方針・ビジョン
環境ビジョン2050
エプソンは将来にわたって追求していくありたい姿として、「持続可能でこころ豊かな社会を実現する」ことを明文化しました。ありたい姿の実現には、社会が抱える課題に向き合い、今までのやり方を抜本的に変える「変革」を起こさなければ、この目標に到達できないと私たちは考えます。
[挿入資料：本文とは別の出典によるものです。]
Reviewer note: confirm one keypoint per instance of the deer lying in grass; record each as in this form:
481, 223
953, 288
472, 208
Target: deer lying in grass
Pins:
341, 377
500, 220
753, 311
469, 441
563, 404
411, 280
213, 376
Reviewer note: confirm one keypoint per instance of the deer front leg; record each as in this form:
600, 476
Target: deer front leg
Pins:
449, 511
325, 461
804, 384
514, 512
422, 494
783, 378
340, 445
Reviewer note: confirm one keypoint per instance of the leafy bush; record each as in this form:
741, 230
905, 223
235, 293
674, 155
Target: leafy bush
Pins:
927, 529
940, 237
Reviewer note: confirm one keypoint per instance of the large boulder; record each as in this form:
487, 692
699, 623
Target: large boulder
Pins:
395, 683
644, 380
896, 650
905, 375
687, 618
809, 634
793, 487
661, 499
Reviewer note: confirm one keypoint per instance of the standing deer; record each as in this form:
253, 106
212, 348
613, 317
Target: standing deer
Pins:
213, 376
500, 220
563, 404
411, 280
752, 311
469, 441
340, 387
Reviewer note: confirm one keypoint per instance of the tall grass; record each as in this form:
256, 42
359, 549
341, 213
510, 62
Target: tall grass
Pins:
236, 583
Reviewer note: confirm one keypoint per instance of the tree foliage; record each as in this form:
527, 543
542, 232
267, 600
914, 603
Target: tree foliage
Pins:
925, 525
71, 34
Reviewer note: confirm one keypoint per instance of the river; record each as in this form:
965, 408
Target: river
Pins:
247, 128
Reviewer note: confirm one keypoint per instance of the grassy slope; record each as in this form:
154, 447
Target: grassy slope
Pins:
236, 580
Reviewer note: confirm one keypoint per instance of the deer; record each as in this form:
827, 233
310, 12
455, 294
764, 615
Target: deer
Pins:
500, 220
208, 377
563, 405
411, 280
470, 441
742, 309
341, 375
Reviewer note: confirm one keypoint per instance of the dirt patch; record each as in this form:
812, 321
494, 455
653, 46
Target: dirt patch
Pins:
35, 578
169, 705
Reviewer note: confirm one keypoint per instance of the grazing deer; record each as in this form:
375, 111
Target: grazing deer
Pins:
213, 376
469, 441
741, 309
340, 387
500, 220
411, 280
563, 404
実現できる/できないの視点ではなく、エプソンが「ものづくり企業としてやり遂げなければならないこと」を描いたのが環境ビジョン2050です。
*1 原油、金属などの枯渇性資源
*2 SBTイニシアチブ(Science Based Targets initiative)のクライテリアに基づく科学的な知見と整合した温室効果ガスの削減目標
エプソンは、 2008年に2050年をゴールとした「環境ビジョン2050」を策定し、その実現に向け環境活動を展開してきました。その後国連で採択された、持続可能な開発目標(SDGs*3)や、脱炭素社会を目指すパリ協定*4など国際的に持続可能な社会に向けた動きが加速するなどの環境変化を受け、策定から10年後の2018年にステートメントを見直し、進めるべき3つのアクションを定めました。
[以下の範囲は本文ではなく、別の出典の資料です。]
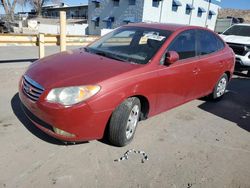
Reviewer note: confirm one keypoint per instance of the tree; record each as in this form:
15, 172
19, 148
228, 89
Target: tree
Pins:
9, 8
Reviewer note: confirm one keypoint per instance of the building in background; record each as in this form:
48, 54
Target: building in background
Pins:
109, 14
74, 12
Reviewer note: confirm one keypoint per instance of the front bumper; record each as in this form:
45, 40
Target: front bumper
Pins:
80, 120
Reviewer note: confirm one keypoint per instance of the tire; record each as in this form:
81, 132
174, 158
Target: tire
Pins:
124, 121
220, 87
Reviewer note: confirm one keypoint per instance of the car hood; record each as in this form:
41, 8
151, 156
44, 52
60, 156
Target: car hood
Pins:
236, 39
74, 68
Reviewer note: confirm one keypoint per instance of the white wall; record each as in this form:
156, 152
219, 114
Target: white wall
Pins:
120, 13
165, 14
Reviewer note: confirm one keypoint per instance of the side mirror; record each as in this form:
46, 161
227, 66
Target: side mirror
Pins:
171, 57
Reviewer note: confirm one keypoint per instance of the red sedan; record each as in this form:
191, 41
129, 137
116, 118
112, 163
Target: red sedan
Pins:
130, 74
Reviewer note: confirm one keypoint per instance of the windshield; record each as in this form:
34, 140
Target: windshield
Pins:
239, 30
130, 44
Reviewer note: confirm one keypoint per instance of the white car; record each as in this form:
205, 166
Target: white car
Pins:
238, 38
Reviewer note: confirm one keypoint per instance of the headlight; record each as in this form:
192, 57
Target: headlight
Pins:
72, 95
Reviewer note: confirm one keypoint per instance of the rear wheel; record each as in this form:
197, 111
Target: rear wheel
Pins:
220, 87
124, 121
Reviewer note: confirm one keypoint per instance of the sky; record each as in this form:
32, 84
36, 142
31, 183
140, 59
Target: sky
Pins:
237, 4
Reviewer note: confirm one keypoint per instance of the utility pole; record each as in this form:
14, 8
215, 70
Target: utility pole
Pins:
208, 9
191, 14
161, 11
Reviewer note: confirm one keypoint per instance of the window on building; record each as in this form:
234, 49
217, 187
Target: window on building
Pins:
116, 3
156, 3
131, 2
200, 11
189, 9
211, 14
96, 21
109, 21
185, 44
97, 3
175, 5
129, 20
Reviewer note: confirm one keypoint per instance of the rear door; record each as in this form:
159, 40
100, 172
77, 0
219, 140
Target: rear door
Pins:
210, 65
176, 83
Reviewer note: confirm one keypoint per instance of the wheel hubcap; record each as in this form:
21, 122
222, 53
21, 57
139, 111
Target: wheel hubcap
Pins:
221, 87
132, 121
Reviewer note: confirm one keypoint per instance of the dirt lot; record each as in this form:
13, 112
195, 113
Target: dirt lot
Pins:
200, 144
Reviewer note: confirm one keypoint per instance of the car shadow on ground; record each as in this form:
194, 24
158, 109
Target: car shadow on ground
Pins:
235, 105
17, 110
そして、2021年3月には、脱炭素と資源循環という大きな社会課題に対するエプソンの強い意志を示す具体的な達成目標を設定するなど、さらなる改定を行いました。
*3 2015年9月の国連サミットで採択された持続可能な社会に向け、気候変動や貧困、人権など世界が抱える問題に対して取り組む国際目標。
17の目標と169のターゲットからなる。
*4 世界の平均気温の上昇幅を産業革命前から2℃未満に十分に抑えるという世界共通の長期目標などを定めた気候変動問題に関する国際条約。
TOPICS
カーボンバジェット
IPCC*5第5次評価報告書により、現時点までの人為的な温室効果ガス(GHG)累積排出量と気温の変化の間に比例関係があることが明らかになりました。これは、気温上昇をあるレベルまでに抑えようとする場合、GHG累積排出量(過去の排出量と将来の排出量の合計)の上限が決まることを示しています。
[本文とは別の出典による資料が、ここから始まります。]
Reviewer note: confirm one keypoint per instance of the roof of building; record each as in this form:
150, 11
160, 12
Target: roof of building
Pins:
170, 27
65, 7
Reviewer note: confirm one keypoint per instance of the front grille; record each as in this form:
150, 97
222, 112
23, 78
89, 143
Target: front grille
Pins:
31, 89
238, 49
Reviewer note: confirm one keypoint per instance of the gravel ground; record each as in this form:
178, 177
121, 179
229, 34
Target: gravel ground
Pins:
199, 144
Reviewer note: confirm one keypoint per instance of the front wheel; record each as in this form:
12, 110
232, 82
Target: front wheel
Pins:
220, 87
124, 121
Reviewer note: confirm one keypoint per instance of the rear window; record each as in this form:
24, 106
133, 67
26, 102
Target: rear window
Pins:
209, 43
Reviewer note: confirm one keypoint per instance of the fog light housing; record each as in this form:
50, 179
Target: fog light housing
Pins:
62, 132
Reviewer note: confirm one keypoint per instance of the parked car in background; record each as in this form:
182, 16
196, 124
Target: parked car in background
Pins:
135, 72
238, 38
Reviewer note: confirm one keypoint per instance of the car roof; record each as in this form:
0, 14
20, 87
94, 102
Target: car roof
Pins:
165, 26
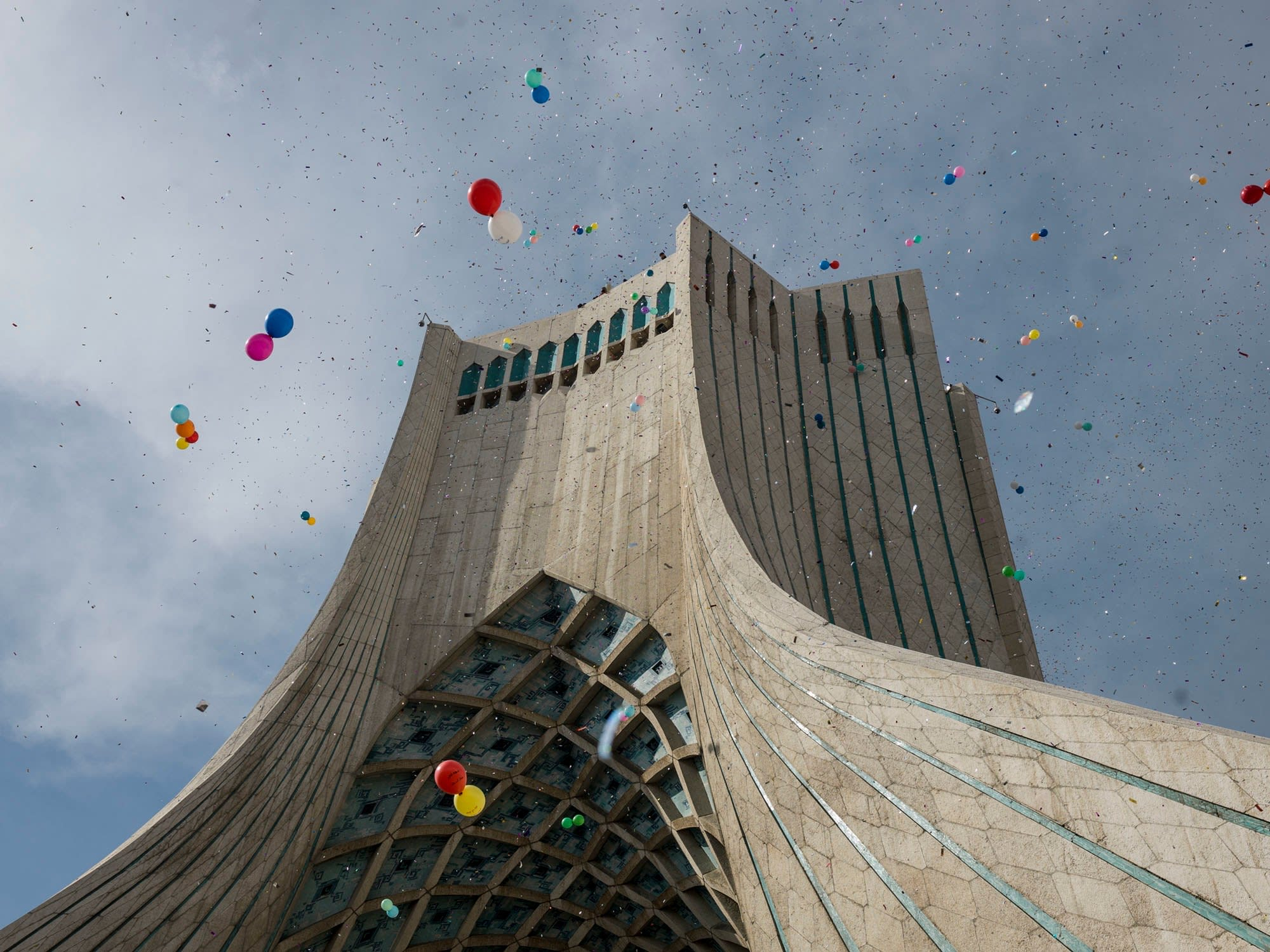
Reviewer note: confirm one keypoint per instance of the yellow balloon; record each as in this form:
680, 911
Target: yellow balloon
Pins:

この上限値が「カーボンバジェット」(炭素予算)です。
最新の第6次評価報告書 統合報告書(2023年3月発表)によると、気温上昇1.5℃のために許容できるCO2排出量は5,000億トン(50%の確率)。現在の世界の排出ペースでは10年で使い切ります。SDGsの「行動の10年」とともに、2030年までの10年間の取り組みが最重要です。
*5 国連気候変動に関する政府間パネル
関連情報
自然資本
自然資本をベースとした企業活動の考え方
私たちが利用する資源は自然資本と呼ばれ、「地下資源」「非生物フロー」「生態系資本」で構成されます。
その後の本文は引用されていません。